Every movement we make is an incredible coordination of contractions and expansions. The more contracted the more strength but less movement, and conversely the less contracted the more movement but less stability. Unless attention is brought to the process, this is all pretty much done unconsciously. Moving unconsciously can work in perfect scenarios, but that is not always the case. Imbalances occur when some connections are working too hard, and others are not working enough. Depending on how extreme the imbalances are and how much they are pushed, they can eventually lead to injury. The trick is to steadily hold onto connections, but only to the degree that’s needed, never completely letting go or strangling them.
Unless we’re completely resting lying down, we’re supporting ourselves in some way against gravity. Ideally like a good soldier, we need to be ready to act at any moment, while also conserving our energy by resting whenever possible. I refer to this as staying engaged. Staying engaged keeps us continually supported without leaning or slouching into ourselves and allows us to quickly move with integrity. Staying engaged all the time takes a bit of practice, and is not just a physical practice, it is very much a mental one too, as initially it takes a lot of focused attention.
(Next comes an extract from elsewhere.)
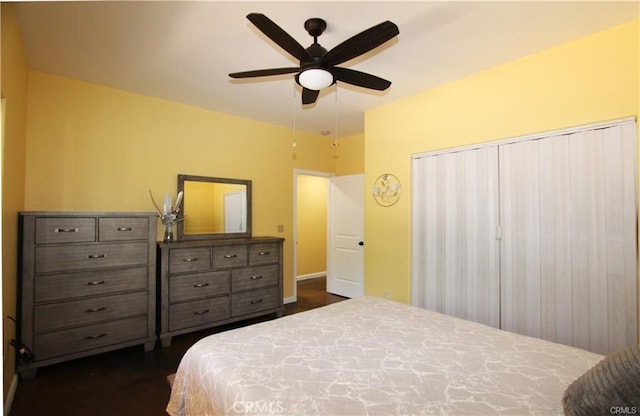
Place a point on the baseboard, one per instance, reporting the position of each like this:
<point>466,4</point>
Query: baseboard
<point>310,276</point>
<point>12,392</point>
Am I engaged right now? How am I sitting, standing or moving? Am I collapsing into myself or gripping anything, or am I actively supporting myself? These are all questions that can be asked throughout the day. Staying steadily engaged by the minimal degree needed allows us to utilize connections by moving through them, and this opens up a whole new world of agility and refinement.
* Information posted is opinion and should not be construed as an attempt to offer medical advice or treatment. If you have any kind of medical condition, consult your medical practitioner. Making any decisions or acting upon any information posted is at your own risk.